Residents inspect a damaged motorcycle following two explosions in south Beirut on Thursday.

AFP/Beirut

At least 37 people have been killed and more than 180 wounded after twin suicide bombings rocked a stronghold of Lebanon's Shia Hezbollah movement in south Beirut, officials said.

Police said two men on foot set off suicide vests in front of a shopping centre in Burj al-Barajneh, in the southern suburbs of the capital, where the movement is popular.

The Red Cross said 37 people had been killed and 181 wounded in the blasts, which happened around 6:00 pm (1600 GMT), according to witnesses.

An AFP photographer saw extensive damage to buildings around the site of the blast and bodies inside some of the nearby shops.

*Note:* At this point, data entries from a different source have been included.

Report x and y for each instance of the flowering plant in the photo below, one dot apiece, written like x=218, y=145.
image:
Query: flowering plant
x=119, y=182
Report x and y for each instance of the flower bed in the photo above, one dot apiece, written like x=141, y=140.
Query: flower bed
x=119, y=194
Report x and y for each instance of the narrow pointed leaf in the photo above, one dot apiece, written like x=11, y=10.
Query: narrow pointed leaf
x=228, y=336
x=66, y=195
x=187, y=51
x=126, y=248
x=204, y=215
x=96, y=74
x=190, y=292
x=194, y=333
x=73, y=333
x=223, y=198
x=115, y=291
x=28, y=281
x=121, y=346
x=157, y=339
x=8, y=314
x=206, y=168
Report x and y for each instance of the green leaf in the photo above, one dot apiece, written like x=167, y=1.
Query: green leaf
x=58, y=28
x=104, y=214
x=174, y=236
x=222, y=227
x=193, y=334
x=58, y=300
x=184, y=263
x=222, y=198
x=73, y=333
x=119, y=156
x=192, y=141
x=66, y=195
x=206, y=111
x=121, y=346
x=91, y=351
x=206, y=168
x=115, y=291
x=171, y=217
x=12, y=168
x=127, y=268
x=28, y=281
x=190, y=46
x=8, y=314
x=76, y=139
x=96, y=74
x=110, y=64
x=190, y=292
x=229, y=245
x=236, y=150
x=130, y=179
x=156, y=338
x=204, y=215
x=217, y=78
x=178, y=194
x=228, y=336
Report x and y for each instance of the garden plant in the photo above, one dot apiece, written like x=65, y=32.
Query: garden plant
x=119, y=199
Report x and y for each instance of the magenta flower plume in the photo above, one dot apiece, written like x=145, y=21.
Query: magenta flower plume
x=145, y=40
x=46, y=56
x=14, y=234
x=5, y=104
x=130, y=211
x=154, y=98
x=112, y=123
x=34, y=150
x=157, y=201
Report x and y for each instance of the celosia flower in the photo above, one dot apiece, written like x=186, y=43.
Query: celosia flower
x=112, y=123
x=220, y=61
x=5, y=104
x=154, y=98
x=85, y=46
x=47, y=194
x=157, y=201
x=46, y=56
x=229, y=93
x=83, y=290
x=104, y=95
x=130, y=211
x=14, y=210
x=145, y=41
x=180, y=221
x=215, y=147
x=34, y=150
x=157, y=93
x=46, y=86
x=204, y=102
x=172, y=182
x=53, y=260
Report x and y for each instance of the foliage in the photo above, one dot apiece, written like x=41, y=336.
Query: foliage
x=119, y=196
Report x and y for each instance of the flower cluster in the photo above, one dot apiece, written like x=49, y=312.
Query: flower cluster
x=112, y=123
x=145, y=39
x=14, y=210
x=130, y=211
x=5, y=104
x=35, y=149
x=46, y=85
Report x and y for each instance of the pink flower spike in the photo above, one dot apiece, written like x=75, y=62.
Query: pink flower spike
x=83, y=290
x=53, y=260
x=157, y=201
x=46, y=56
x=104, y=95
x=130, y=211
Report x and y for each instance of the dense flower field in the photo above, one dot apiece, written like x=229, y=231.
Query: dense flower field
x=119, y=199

There was blood on the streets, and security forces were trying to cordon off the scene and keep people from gathering.

The blast is the first to target Beirut's southern suburbs since June 2014, when a suicide car bomb killed a security officer who had tried to stop the bomber.

But prior to that, a string of attacks targeted Hezbollah strongholds throughout the country.

Between July 2013 and February 2014, there were nine attacks on Hezbollah bastions, most claimed by Sunni extremists.

The groups claimed the attacks were in revenge for Hezbollah's decision to send thousands of fighters into neighbouring Syria to support President Bashar al-Assad's forces against an uprising.

Local television stations showed footage of wounded people being carried away by emergency services and civilians.

"I'd just arrived at the shops when the blast went off. I carried four bodies with my own hands, three women and a man, a friend of mine," one man who gave his name as Zein al-Abideen Khaddam told local television.

Another, who did not give his name, described the sound of the two blasts.

"When the second blast went off, I thought the world had ended," he said.